Benner S A, Badcoe I, Cohen M A, Gerloff D L
Laboratory for Organic Chemistry E.T.H., Zurich, Switzerland.
J Mol Biol. 1994 Jan 21;235(3):926-58. doi: 10.1006/jmbi.1994.1049.
Heuristics have been developed for analyzing patterns of conservation and variation within a set of aligned homologous protein sequences for the purpose of assigning amino acids whose side-chains lie on the surface and inside the folded structure of a protein. These were used in several recent bona fide predictions of the secondary structure of proteins from sequence data, made and published before crystallographic information became available. Heuristics based on concurrent hydrophilic variation identify positions that lie on the surface. Heuristics based on concurrent hydrophobic conservation and variation identify positions lying in the interior. These heuristics are described here in detail and their performance evaluated when applied to seven protein families with known three-dimensional structures.

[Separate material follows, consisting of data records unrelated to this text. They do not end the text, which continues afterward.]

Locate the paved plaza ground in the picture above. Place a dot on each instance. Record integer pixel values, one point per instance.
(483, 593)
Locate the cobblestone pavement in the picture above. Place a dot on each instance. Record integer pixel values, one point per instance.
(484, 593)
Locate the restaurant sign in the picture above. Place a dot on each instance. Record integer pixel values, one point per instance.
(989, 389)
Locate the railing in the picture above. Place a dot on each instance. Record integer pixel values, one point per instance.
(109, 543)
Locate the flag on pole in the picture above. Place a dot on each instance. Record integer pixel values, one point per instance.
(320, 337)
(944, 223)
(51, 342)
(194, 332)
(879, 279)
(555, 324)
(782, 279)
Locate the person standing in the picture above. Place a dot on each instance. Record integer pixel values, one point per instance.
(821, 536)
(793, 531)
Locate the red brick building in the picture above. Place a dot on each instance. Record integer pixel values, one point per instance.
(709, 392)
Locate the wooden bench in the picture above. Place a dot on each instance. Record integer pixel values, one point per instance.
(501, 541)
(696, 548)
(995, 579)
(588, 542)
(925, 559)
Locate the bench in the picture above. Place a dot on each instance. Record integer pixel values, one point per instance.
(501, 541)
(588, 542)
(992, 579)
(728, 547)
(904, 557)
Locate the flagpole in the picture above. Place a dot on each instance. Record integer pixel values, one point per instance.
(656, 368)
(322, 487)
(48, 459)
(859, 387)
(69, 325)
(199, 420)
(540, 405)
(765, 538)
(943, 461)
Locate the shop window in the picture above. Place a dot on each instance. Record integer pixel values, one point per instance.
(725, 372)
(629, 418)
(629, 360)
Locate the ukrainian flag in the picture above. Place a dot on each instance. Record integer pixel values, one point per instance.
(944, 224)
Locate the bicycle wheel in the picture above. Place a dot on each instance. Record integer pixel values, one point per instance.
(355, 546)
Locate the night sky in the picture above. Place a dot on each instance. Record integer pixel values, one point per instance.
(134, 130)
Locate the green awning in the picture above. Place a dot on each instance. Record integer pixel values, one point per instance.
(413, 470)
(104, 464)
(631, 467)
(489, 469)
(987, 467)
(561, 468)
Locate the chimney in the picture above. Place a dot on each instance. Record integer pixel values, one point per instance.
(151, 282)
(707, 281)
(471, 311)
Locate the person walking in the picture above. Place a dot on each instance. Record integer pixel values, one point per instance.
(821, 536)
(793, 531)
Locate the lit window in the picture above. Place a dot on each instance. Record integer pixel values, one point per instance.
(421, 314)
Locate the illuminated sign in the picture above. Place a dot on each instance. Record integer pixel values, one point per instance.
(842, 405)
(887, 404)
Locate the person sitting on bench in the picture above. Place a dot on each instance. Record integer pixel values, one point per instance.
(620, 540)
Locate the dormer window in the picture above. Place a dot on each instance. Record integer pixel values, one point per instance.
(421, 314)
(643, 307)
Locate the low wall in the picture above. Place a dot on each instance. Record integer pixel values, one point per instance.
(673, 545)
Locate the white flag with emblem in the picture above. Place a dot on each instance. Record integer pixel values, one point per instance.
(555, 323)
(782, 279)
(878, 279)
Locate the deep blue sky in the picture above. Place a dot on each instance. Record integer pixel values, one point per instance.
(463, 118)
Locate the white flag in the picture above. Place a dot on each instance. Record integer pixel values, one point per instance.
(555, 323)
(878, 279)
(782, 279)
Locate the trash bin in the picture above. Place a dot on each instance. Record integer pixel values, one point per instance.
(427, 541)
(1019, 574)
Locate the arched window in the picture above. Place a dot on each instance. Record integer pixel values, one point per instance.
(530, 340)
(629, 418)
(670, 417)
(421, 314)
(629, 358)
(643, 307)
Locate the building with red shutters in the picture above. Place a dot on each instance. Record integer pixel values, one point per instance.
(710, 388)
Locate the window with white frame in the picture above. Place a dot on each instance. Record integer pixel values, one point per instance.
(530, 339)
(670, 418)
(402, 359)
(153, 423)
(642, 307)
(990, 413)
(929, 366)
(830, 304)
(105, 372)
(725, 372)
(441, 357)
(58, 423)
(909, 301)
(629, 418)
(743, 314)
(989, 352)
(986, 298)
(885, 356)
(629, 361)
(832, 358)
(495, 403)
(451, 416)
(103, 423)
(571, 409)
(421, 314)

The performance of individual heuristics is shown to depend on the nature of the multiple alignment within the protein family, and a strategy is presented for obtaining surface and interior assignments useful for predicting secondary structure.

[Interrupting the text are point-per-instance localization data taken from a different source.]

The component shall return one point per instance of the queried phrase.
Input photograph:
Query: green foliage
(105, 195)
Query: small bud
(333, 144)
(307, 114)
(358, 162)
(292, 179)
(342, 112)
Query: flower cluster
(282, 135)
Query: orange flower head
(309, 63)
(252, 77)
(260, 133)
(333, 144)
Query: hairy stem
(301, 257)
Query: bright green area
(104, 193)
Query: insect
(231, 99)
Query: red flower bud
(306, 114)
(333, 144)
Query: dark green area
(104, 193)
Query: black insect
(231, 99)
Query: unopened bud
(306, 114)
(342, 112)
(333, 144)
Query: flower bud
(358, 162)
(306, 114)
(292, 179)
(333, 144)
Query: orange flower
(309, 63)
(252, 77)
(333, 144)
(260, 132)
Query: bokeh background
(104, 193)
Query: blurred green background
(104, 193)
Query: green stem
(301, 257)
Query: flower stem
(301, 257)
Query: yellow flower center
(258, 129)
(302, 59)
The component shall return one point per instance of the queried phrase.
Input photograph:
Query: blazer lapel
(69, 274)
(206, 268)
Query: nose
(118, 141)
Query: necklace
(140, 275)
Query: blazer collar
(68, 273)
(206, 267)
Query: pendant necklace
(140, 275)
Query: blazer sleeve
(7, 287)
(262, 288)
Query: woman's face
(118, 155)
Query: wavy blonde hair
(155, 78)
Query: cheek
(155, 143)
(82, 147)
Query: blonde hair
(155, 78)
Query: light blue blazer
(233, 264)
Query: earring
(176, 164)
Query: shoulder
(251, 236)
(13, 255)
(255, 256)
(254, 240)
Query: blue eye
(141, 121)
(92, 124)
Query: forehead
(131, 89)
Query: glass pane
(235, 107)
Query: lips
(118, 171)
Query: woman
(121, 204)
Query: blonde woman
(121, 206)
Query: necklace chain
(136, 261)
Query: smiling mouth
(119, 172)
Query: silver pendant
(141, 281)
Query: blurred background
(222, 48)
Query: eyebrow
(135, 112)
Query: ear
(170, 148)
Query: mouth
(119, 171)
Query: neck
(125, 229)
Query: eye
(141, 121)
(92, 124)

已经开发出一些启发式方法,用于分析一组比对后的同源蛋白质序列中的保守模式和变异模式,目的是确定那些侧链位于蛋白质表面和折叠结构内部的氨基酸。在晶体学信息可用之前,这些方法被用于最近一些基于序列数据对蛋白质二级结构进行的真正预测中。基于同时发生的亲水性变异的启发式方法可识别位于表面的位置。基于同时发生的疏水性保守和变异的启发式方法可识别位于内部的位置。本文详细描述了这些启发式方法,并在将其应用于七个具有已知三维结构的蛋白质家族时评估了它们的性能。结果表明,单个启发式方法的性能取决于蛋白质家族内多重比对的性质,并提出了一种策略,以获得有助于预测二级结构的表面和内部氨基酸分配。